School of Engineering, Computing and Mathematics, University of Plymouth, Plymouth, PL48AA, UK.
Sci Rep. 2023 Apr 15;13(1):6170. doi: 10.1038/s41598-023-33141-y.
The Covid-19 pandemic presents a serious threat to people's health, resulting in over 250 million confirmed cases and over 5 million deaths globally. To reduce the burden on national health care systems and to mitigate the effects of the outbreak, accurate modelling and forecasting methods for short- and long-term health demand are needed to inform government interventions aiming at curbing the pandemic. Current research on Covid-19 is typically based on a single source of information, specifically on structured historical pandemic data. Other studies are exclusively focused on unstructured online retrieved insights, such as data available from social media. However, the combined use of structured and unstructured information is still uncharted. This paper aims at filling this gap, by leveraging historical and social media information with a novel data integration methodology. The proposed approach is based on vine copulas, which allow us to exploit the dependencies between different sources of information. We apply the methodology to combine structured datasets retrieved from official sources and a big unstructured dataset of information collected from social media. The results show that the combined use of official and online generated information contributes to yield a more accurate assessment of the evolution of the Covid-19 pandemic, compared to the sole use of official data.

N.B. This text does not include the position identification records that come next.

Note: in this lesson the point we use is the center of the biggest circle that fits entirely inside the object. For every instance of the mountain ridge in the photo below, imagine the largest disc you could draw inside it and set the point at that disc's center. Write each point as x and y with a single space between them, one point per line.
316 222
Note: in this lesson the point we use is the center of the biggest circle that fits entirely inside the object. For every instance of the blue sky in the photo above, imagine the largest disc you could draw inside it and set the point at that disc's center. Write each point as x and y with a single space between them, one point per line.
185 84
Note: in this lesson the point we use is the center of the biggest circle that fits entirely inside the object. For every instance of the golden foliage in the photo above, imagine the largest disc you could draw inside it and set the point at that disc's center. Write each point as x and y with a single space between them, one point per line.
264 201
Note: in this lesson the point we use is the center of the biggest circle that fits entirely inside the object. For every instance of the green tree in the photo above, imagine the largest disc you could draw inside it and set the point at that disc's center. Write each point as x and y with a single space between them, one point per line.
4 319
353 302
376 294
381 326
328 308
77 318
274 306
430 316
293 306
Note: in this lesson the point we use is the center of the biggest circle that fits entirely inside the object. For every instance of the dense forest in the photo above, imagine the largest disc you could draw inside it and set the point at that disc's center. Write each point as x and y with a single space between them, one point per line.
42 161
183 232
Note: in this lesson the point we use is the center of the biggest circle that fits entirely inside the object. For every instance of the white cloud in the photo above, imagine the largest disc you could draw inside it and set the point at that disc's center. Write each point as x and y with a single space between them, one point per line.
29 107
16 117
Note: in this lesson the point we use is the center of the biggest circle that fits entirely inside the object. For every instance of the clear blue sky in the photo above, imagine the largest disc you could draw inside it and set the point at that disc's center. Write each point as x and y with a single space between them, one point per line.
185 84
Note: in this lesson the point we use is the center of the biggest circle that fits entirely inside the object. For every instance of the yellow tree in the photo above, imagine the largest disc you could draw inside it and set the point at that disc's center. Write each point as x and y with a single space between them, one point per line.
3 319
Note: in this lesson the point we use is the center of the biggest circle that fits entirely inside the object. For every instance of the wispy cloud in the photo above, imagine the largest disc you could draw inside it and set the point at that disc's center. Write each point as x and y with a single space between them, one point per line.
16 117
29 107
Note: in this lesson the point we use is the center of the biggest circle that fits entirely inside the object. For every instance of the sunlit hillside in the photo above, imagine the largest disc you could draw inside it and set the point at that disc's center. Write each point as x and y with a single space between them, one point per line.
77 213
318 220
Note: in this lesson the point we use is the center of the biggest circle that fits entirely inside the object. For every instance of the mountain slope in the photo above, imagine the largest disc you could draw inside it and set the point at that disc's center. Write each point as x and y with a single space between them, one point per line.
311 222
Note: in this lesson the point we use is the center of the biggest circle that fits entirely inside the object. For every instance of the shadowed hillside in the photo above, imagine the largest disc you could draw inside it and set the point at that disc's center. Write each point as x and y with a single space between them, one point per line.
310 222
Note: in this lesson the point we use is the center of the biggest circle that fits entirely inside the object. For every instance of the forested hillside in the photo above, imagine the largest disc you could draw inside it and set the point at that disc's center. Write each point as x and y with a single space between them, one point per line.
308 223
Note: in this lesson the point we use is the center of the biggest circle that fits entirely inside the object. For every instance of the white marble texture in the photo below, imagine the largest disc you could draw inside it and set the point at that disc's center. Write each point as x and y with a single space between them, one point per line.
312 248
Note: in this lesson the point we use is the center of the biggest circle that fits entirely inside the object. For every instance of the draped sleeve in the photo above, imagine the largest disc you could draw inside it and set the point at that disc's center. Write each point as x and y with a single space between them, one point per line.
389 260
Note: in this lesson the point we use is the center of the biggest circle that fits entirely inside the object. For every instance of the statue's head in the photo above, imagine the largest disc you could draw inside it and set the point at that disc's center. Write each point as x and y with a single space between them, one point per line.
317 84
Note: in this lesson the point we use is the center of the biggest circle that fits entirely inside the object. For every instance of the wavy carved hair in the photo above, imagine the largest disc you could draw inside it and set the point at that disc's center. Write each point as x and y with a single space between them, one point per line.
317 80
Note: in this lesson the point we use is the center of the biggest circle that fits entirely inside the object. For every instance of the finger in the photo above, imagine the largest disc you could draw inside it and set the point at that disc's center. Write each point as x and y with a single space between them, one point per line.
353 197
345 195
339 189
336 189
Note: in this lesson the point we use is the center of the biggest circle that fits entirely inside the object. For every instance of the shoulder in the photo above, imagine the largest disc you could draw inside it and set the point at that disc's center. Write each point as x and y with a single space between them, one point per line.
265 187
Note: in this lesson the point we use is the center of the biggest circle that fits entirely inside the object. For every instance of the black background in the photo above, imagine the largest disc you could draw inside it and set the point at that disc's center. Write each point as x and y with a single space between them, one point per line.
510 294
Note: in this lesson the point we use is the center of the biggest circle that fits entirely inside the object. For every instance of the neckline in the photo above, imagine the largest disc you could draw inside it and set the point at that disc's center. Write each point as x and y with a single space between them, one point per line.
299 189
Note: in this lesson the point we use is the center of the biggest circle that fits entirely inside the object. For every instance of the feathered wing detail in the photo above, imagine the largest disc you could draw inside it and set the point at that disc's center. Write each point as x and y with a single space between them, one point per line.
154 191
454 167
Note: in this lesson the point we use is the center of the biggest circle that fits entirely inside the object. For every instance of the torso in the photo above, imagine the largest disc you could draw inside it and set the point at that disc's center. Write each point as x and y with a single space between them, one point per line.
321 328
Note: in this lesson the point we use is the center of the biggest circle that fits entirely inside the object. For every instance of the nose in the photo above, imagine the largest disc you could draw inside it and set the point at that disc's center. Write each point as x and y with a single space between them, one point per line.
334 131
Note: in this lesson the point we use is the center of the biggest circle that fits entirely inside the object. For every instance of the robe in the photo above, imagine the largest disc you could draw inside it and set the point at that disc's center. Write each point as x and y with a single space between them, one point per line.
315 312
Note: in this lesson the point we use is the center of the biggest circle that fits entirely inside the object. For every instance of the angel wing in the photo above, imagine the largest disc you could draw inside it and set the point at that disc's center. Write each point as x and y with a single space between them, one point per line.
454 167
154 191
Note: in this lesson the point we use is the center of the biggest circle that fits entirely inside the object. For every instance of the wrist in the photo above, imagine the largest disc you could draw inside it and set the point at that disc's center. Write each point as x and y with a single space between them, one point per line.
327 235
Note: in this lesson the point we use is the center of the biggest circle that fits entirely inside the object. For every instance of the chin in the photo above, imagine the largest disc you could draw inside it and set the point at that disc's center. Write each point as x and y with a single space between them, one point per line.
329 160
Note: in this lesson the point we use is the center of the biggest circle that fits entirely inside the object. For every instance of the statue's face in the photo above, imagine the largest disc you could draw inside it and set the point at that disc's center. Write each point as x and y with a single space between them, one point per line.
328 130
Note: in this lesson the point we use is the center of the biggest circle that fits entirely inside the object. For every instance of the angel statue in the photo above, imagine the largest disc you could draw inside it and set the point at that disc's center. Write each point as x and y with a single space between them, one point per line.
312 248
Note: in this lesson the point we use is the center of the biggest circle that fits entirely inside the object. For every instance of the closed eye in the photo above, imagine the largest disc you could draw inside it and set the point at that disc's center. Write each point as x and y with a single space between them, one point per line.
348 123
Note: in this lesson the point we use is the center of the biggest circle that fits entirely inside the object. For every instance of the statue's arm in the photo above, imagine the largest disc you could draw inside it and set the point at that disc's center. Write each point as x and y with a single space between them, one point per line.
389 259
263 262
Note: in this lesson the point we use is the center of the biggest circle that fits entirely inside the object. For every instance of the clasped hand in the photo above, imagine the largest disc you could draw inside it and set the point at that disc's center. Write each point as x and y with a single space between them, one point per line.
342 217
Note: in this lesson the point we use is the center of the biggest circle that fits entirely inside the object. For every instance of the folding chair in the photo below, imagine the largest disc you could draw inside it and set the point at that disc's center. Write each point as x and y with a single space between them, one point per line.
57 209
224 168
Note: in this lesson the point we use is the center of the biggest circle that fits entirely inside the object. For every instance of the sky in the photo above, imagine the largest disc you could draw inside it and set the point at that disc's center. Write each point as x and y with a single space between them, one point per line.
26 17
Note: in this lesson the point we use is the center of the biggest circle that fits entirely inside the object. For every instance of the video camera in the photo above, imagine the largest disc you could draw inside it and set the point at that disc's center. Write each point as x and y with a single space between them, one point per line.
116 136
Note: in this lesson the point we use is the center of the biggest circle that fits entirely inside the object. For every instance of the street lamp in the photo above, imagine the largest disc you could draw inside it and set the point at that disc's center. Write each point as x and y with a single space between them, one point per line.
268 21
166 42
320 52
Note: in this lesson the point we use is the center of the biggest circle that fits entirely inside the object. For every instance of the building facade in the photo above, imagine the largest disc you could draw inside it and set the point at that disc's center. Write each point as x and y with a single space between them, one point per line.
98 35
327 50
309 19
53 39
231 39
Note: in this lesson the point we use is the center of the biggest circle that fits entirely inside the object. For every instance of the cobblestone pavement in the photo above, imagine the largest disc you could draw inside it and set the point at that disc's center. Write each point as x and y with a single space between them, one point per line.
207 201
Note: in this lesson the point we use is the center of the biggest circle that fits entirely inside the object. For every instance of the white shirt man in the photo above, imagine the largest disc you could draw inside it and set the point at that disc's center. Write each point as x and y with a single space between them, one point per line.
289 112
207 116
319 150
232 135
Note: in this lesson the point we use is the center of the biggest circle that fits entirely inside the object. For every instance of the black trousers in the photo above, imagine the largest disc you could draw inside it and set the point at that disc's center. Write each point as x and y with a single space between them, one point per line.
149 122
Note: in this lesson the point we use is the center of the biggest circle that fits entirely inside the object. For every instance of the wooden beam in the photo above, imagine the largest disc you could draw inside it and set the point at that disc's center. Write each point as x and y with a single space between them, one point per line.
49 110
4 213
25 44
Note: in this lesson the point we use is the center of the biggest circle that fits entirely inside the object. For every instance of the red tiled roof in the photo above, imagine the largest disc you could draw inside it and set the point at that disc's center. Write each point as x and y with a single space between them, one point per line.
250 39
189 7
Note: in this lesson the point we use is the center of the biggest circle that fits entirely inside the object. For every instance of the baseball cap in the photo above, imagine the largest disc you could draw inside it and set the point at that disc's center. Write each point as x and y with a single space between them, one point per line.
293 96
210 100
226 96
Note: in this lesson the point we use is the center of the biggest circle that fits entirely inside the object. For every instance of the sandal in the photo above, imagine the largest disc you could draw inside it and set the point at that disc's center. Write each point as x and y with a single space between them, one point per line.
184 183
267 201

Covid-19 大流行对人们的健康构成了严重威胁,在全球范围内导致了超过 2.5 亿例确诊病例和超过 500 万人死亡。为了减轻国家卫生保健系统的负担,并减轻疫情的影响,需要使用准确的短期和长期卫生需求建模和预测方法,为旨在遏制大流行的政府干预措施提供信息。目前针对 Covid-19 的研究通常基于单一信息来源,特别是结构化的历史大流行数据。其他研究则专门侧重于非结构化的在线检索见解,例如社交媒体上提供的数据。但是,结构化和非结构化信息的结合使用仍未被探索。本文旨在通过利用历史和社交媒体信息并结合新颖的数据集成方法来填补这一空白。该方法基于藤蔓 Copula,这使我们能够利用不同信息源之间的依赖关系。我们应用该方法将从官方来源检索的结构化数据集和从社交媒体收集的大型非结构化信息数据集结合在一起。结果表明,与仅使用官方数据相比,官方和在线生成信息的结合使用有助于更准确地评估 Covid-19 大流行的演变。